Armatures almost always come back to bite me. I want one thing, and then I decide that I want a very deep cavity right where a part of the armature is near the surface. Often the armature is compromised by cutting into it, and other means of keeping things cobbled together come into play. But one way or another the form only has to last long enough to photograph it and hold its shape while making a mold.

After I have carved the piece to the shape I want, I sweep my torch across the foam to create a skin on the surface. This skin helps stiffen the figure, and keeps bits of foam from coming loose. Ideally a thin layer of wax will be enough to get to the final form.



ADDING WAX

Most sculptors don’t sculpt in wax, but those of us that do, probably do it for the reasons I do.

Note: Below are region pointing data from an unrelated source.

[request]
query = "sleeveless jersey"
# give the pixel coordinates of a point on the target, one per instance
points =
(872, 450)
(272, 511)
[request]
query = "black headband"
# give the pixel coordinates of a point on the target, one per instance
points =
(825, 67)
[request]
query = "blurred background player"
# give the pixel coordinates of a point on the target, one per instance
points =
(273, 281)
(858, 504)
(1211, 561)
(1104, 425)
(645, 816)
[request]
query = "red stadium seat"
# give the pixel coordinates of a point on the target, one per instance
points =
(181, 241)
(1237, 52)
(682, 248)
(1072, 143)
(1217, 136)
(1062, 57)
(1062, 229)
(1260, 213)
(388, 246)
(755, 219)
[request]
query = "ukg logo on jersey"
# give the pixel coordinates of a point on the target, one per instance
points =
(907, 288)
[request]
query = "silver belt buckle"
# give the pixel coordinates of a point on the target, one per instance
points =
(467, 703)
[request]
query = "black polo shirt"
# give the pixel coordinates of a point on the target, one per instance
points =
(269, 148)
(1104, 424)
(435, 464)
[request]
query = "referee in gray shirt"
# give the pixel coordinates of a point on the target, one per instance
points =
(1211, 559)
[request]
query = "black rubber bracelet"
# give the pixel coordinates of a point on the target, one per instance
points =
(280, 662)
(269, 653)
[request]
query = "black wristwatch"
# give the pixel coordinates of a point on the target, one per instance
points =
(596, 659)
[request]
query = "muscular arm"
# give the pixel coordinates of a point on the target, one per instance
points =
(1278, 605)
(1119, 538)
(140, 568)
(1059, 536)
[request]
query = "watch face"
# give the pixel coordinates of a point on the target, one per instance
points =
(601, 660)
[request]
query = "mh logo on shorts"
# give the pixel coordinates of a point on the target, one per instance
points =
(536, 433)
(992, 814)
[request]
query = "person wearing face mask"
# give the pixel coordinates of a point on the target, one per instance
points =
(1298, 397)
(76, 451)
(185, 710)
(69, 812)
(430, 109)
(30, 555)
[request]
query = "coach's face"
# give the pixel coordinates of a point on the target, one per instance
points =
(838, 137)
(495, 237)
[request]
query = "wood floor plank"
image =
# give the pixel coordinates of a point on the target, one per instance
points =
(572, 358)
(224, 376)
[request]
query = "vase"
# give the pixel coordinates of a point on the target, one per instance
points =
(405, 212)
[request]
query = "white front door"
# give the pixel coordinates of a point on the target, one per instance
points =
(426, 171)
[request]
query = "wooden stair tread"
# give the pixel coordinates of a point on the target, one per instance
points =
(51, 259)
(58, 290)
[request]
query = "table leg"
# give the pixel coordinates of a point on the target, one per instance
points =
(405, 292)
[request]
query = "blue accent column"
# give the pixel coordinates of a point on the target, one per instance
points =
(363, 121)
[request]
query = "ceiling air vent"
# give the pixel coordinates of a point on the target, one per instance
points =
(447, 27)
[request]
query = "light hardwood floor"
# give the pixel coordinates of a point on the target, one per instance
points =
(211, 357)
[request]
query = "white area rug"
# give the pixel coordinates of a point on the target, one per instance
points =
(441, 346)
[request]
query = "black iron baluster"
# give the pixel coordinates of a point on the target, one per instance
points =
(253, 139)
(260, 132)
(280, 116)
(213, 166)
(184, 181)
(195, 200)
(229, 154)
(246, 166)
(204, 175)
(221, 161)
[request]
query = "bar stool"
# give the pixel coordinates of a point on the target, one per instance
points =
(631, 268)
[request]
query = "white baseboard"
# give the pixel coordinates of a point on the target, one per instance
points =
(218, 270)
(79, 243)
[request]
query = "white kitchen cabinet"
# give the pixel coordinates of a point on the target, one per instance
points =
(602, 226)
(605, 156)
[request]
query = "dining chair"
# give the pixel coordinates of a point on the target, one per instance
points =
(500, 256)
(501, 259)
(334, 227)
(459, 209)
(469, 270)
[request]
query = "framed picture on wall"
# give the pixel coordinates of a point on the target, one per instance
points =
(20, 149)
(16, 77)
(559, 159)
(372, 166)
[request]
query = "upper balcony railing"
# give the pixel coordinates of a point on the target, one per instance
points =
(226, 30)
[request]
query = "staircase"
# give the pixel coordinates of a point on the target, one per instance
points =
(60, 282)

I use wax because it is hard and very tough when cool, and soft when heated. As my mother once pleadingly pointed out, in a moment of exhausted frustration, I wreck things! I ruin things! I be breaking things down! (Of course, as you can imagine, us kids absconded with this little ditty, born of despair, and for several years thereafter, well, fifty-five and counting, we sing it back to her at family get-togethers, complete with four part harmony and whatever instruments of percussion might be at hand. “Youooooo are wrecking things, you’re ruining things, you’re B-B-B-Breaking things down!!!” So, you get the point. We are just a very musical family.)

I’m no longer careening around the house, bashing into things on my little brother’s tricycle, but I am too “animated” to work in a soft medium. A clay figure can be easily damaged or destroyed when it is run over by the lawn mower, or even just dumped off into my lap. But if my plan was to make a large messy mud-ball, I would definitely work in clay. Or mud.


Beyond being tough, wax is far more friendly to textural complexity, and I am a texture artist, if that is a thing. I love textures as much as form. Wax can be melted and poured over the figure, or it can be applied with a spatula or paint brush at warm temperatures. It can be applied by hand in bits and pieces, and it can be carved like wood. It can be further shaped with hot tools, and of course, FIRE! It can be frozen and broken into nice textures, or laid out in sheets and draped over a form. Wax is my friend.

Once I have the figure exactly as I like, it is time to dissect the piece into parts that can be molded.